Le "droit au retour" n'est pas un droit susceptible de faire l'objet d'un
échange contre quoi que ce soit à la demande d'Israël : il ne relève pas de la
souveraineté israélienne d'en traiter, car ce "droit au retour" relève d'un
droit fondamental, celui des êtres humains qui étaient là, en l'occurrence les
Palestiniens, à être chez eux. Il ne dépend donc pas d'un échange ou de la décision
d'une Autorité quelle qu'elle soit de le reconnaître ou d'y renoncer.
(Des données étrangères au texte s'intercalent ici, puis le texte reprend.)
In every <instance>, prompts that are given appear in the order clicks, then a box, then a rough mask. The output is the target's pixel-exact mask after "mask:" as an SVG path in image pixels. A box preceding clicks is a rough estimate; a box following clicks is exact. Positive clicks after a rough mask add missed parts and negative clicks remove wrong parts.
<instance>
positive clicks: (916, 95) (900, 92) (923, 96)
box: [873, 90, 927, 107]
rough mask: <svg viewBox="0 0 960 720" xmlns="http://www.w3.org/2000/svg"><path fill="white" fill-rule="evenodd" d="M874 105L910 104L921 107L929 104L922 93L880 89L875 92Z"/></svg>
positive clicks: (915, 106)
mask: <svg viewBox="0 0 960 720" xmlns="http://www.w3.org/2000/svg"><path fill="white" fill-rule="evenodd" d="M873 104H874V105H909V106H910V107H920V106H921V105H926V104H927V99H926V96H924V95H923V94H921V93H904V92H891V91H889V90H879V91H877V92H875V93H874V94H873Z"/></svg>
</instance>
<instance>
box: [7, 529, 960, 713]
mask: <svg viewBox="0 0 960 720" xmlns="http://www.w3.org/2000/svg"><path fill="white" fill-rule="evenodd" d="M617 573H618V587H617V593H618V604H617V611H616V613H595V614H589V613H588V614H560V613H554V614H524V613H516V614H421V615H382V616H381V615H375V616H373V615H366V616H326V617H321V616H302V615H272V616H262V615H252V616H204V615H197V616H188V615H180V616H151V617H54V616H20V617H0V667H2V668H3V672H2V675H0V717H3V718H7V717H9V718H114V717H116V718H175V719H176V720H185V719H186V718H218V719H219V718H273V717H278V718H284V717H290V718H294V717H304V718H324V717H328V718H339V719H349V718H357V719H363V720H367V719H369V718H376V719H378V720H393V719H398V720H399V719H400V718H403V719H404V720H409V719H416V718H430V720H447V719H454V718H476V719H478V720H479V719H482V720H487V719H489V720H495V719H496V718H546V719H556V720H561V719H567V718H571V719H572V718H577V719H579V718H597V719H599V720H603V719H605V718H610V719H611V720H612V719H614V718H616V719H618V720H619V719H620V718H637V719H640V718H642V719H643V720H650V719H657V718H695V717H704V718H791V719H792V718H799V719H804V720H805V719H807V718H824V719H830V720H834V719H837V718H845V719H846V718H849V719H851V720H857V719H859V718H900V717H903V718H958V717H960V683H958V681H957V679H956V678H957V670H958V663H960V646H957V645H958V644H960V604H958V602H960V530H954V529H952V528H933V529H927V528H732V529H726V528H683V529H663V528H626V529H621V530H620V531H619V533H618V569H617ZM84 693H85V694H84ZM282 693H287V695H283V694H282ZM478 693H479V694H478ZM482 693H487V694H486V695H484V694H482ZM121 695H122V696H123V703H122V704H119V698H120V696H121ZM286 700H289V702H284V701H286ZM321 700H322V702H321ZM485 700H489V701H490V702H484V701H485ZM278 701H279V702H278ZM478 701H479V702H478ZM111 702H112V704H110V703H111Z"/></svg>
Ce raisonnement - pour des raisons analogues - s'applique également à l'Autorité
palestinienne. Le "droit au retour" des Palestiniens n'est pas une question qui
relève d'une décision de l'Autorité nationale palestinienne. Cette dernière peut le
défendre, essayer d'en obtenir l'application, mais elle n'est en rien à la source de ce
droit et de sa reconnaissance. Ce droit est propre au peuple de Palestine. Il s'est
d'ailleurs passé un épisode extrêmement intéressant à mon sens : au début du
soulèvement, il y a eu d'énormes rumeurs sur ce qui s'était passé à Camp David. Ces
rumeurs, qui ont été infirmées, affirmaient que l'Autorité nationale palestinienne
avait déjà décidé de brader ce droit au retour. La rumeur avait progressé et
énormément perturbé toute la diaspora palestinienne. Je me souviens sur ce point d'une
motion qui avait circulé et qui avait recueilli des dizaines de milliers de signatures :
les signataires disaient : "Ce droit est entre nos mains, c'est notre droit au
retour, en tant qu'individus, un droit fondamental à vivre dans notre pays. Nous n'avons
jamais délégué ce droit, et l'Autorité nationale ne peut pas en disposer, il n'émane
pas d'elle". Voilà pourquoi cette hypothèse abstraite d'échanger les deux droits
relève d'une confusion totale. D'ailleurs en vertu de quoi, s'il y a deux pays, avec deux
États, on interdirait aux Israéliens d'accueillir des juifs venant d'ailleurs ? Ils
seraient libres d'accueillir qui bon leur semble. De même l'État palestinien pourra
accueillir qui il voudra, car cela relève de la souveraineté interne. Le "droit au
retour" des réfugiés, en revanche, ne relève pas de la souveraineté interne car
c'est un droit humain fondamental.
Entretien réalisé par Robert Bistolfi et Bernard Ravenel le 27 février 2001.